Copilot · 2026-04-16T16:45:15Z

+                f"(eliminated {before_count - after_count}), iterations={iteration}"
+            )
+
+        return PassResult(graph_module, modified_overall)


FuseTosaTransposesPass.call() rewires/removes TRANSPOSE nodes in a way that can change intermediate tensor shapes (especially for the propagation pattern), but it never calls super().call(graph_module) to retrace and refresh meta['val'] / fake-tensor metadata. Several downstream Arm passes rely on get_first_fake_tensor(node) and meta['val'] being accurate; leaving stale metadata here can break later passes or lead to incorrect lowering.
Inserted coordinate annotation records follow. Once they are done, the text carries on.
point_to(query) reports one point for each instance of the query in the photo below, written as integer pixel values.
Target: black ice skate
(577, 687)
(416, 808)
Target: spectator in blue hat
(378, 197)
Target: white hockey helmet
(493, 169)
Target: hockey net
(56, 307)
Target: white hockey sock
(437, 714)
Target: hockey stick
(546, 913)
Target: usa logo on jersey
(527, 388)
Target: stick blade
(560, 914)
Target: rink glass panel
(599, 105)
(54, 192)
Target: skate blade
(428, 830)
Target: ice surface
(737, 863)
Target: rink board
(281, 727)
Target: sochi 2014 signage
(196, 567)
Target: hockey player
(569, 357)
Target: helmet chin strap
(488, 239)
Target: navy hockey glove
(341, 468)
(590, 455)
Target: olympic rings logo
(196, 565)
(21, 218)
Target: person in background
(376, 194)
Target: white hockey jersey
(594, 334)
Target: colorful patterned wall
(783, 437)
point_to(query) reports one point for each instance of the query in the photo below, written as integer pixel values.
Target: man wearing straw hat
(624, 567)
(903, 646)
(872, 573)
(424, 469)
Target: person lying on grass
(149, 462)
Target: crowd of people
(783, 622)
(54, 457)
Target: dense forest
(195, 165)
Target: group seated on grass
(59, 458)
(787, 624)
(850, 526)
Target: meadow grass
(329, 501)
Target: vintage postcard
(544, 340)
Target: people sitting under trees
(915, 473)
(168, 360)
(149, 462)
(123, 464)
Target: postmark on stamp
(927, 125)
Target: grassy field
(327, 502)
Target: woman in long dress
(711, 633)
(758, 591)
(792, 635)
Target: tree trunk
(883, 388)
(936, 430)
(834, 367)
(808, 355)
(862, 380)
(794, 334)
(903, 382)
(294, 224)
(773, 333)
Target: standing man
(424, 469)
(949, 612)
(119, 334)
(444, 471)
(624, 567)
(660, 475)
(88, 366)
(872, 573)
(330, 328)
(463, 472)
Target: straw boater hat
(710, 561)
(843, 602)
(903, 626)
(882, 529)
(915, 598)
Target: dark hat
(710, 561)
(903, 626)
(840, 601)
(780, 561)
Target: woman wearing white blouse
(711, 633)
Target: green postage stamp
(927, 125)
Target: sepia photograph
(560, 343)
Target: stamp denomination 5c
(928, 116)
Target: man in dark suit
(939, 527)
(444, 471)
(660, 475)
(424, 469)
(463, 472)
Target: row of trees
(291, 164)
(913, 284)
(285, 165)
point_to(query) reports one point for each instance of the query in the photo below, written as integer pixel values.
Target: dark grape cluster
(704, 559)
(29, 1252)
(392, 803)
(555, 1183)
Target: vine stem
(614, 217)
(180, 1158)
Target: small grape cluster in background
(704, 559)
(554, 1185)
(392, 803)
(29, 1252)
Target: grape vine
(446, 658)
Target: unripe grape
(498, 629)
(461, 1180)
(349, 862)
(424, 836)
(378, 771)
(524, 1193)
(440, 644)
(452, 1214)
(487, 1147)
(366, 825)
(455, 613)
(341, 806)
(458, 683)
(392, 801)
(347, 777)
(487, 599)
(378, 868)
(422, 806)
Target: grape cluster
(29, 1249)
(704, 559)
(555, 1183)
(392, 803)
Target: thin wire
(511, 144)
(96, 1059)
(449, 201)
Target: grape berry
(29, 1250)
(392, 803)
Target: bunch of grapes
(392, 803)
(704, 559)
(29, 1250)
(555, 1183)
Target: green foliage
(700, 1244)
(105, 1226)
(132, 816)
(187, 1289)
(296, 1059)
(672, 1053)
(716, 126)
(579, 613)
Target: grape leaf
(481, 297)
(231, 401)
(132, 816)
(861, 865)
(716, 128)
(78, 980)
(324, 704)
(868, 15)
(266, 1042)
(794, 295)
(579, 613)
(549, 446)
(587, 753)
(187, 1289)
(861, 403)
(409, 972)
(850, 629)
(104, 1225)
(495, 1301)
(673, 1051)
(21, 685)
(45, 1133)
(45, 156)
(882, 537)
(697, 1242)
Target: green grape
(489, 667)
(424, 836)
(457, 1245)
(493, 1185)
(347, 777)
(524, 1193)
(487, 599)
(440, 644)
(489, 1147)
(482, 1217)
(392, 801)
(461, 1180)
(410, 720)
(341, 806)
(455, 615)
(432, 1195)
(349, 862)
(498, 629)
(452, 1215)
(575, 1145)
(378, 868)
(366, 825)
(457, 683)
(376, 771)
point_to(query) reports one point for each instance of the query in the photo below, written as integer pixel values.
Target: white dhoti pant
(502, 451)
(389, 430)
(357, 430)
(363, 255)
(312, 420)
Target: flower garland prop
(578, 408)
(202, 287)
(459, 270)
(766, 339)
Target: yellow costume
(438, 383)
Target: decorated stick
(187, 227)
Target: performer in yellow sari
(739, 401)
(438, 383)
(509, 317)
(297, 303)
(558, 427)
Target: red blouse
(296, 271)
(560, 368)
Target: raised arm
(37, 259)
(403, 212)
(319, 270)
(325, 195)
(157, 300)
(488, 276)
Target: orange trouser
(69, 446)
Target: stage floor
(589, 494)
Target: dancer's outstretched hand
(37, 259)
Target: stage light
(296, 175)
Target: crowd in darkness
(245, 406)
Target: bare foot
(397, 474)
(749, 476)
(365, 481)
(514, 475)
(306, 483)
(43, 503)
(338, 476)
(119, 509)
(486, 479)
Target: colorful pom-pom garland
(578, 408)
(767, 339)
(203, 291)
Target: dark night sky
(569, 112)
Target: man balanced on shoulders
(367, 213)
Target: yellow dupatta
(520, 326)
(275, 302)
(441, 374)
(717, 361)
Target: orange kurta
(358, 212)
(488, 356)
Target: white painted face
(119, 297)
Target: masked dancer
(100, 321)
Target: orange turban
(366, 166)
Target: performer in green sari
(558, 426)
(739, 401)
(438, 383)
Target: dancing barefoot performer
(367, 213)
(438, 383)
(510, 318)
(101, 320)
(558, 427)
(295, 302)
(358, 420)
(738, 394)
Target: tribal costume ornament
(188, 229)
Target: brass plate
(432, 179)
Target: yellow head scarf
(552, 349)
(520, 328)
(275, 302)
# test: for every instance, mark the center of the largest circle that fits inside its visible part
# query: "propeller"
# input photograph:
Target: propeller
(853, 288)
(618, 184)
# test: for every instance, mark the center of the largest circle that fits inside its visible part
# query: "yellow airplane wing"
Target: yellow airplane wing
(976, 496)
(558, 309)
After graph mutations + recompile, invoke super().call(graph_module) (like ToTosaMemoryFormatPass/BroadcastArgsPass do) or otherwise re-run the metadata propagation.

Suggested change

return PassResult(graph_module, modified_overall)

refreshed_result = super().call(graph_module)

return PassResult(refreshed_result.graph_module, modified_overall)

Copilot · 2026-04-16T16:45:16Z

+def test_identity_transpose_elimination() -> None:
+    """
+    Test that identity transposes are eliminated.
+    Uses a simple pass-through module.
+    """
+
+    class IdentityModule(torch.nn.Module):
+        def forward(self, x: torch.Tensor) -> torch.Tensor:
+            return x
+
+        def get_inputs(self) -> input_t:
+            return (torch.rand(1, 16, 8, 8),)
+
+    module = IdentityModule()
+    pipeline = PassPipeline[input_t](
+        module,
+        module.get_inputs(),
+        pass_list=[RemoveGetItemPass, AnnotateOutputDimOrderPass],
+        passes_with_exported_program=[
+            ToTosaMemoryFormatPass,
+            FuseTosaTransposesPass,
+        ],
+    )
+    pipeline.pop_stage("run_method_and_compare_outputs")
+    pipeline.run()
+


test_identity_transpose_elimination() claims to verify identity transpose removal, but the pipeline is created without ops_before/ops_after assertions (and no other explicit checks). As written, this test only verifies the pass pipeline runs, not that identity transposes were eliminated. Consider adding an explicit check (e.g., expected TRANSPOSE count or verifying no identity-permutation TRANSPOSE nodes remain) so the test fails if the optimization regresses.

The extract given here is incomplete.